I am the straight guy, a new man caught in a seduction. Without a word men welcome me into their ranks, knowing nothing about me. I am invited to sit at their table and smoke their cigars and drink their liquor. In this new world I am smarter, more responsible, and more financially secure. I am confident. I overindulge. I walk down the street my own way; no rules guide me. I stop hearing the highs and the lows, and forget how to cry. I pull up the needle and firmly plant it into the upper right quadrant of my ass, and fall into a blinded sleep.

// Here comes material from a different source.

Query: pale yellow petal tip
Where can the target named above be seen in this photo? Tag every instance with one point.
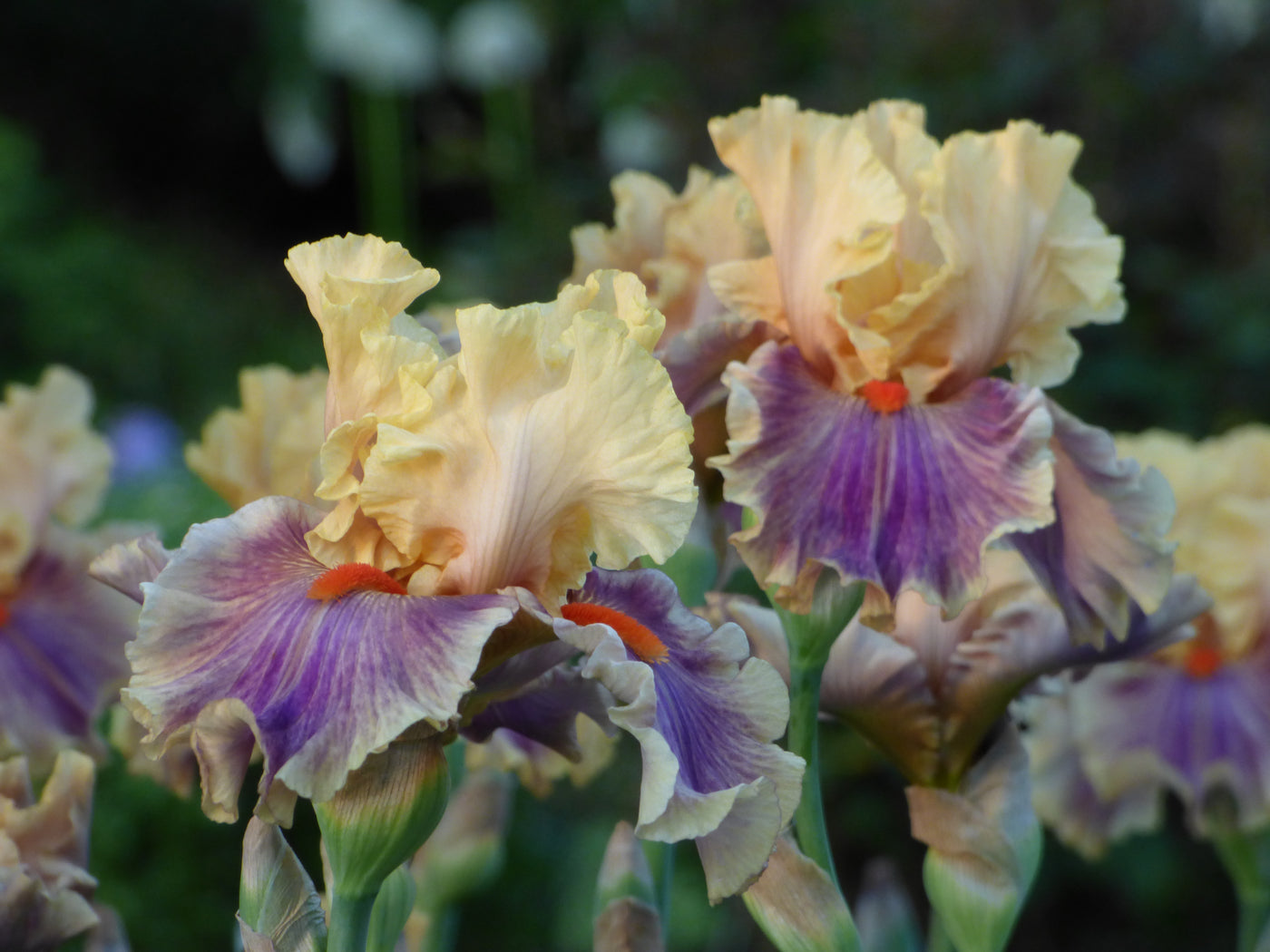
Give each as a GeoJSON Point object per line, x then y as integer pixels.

I am jarred awake by the shatter of glaciers melting and rivers overflowing. The tonic is a spilled mess on the floor. The image that I have tweaked like a pencil sketch on thin rice paper gets caught in the gush of flood. The world knows not who I am. The ease of my interactions with women has left me. There is no automatic trust. Even though my law-breaking record has been wiped clean, I am still suspect. People look at me quizzically. My history has been erased, my story written in another language. My past is lost to all except those who know the lost language. My voice announces me in another life. I find myself searching for parts of my soul. My spirit misplaced falls out of body, exhausted from trying to force itself back in. I awake from disorienting dreams not knowing which soil to step on, which food to eat, which language to speak, as if I have erased half of my chromosomes or a familiar scar.
The assumptions are different, but still wrong. No longer a manly woman, I had become a womanly man. Yet my masculinity is decidedly female, butch to the core. I am a gentleman of a different stripe. It's the way I take my woman sweet and rough and worship her for the goddess she is. It's the way I know women cuz I am one, the way I will fight for women to the end. It's about being down cuz I'm there. I cannot take myself farther away from who I am and what I love.

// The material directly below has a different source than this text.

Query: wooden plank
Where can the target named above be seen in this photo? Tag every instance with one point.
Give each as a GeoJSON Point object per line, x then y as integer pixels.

Still, I crave relief from the punishment for gender variance, the shame, the assumptions, the people whose faces register horror as they pull their children away from me. I sink back and imagine what it would be like to go unnoticed, to live a life clearly one thing or the other, pre-defined by someone else. I want to live in a world beyond all the ma'aming and sir-ing, all the he-ing and the she-ing. But I cannot obliterate this queerness by injection. No stroke of the brush can mask it or change it or make it go away. Beyond the collage of images of ourselves reflected in the eyes of others, we are never truly seen. I am but a reflection in choppy waters, my dream but smoke and mirrors.